The other issue I will raise about HSE home-care packages is that what always struck me from my work in the sector is that almost all of those home care packages are outsourced to private providers even when we have HSE home-care workers looking for more hours of work. They are outsourced because it is easier. The shocking thing is it is more expensive. While the HSE providers are paying €14 to €16 an hour and the private providers are paying anywhere between €9.15 and €10 an hour, the private providers end up charging a higher hourly rate than the HSE home-help providers. They do that because it is their profit. It is more expensive for the taxpayer to do it this way yet it seems to be orthodoxy in HSE policy. The attitude is that the Government is giving it a certain amount this year so it will outsource it. The problem is that the outsourcing process is fundamentally flawed because the rates of pay are so poor. I do not think the Minister of State will contradict me because I have demonstrated that there is nothing in the regulations being proposed, the Minister of State's speech or the tender process that addresses the issue of pay.

The issue of pay is a very simple thing to address.

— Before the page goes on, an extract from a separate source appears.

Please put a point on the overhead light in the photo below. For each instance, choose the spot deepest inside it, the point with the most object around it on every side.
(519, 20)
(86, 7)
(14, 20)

It can be regulated. I will give a different example from a different sector. We have just signed an employment regulation order for the contract cleaning industry which stipulates minimum rates of pay above the minimum wage and stipulates a range of increases. The only reason that will not happen in this sector is because the Minister of State lacks the political will to do so. I would welcome the Minister of State standing up and saying she will prove me wrong and tackle the issue of low pay. If we do not tackle the issue of low pay, we will never really tackle the issue of quality care. Does anyone in this room really believe our loved ones are worth nothing more than €9.15 or €9.50 an hour? For the level of care and attention that is required, we need to be serious and ensure the system is regulated, the sector is regulated and that decent pay rates apply. Unfortunately, I have not seen any evidence of the political will to tackle that. I would love to hear a response on that.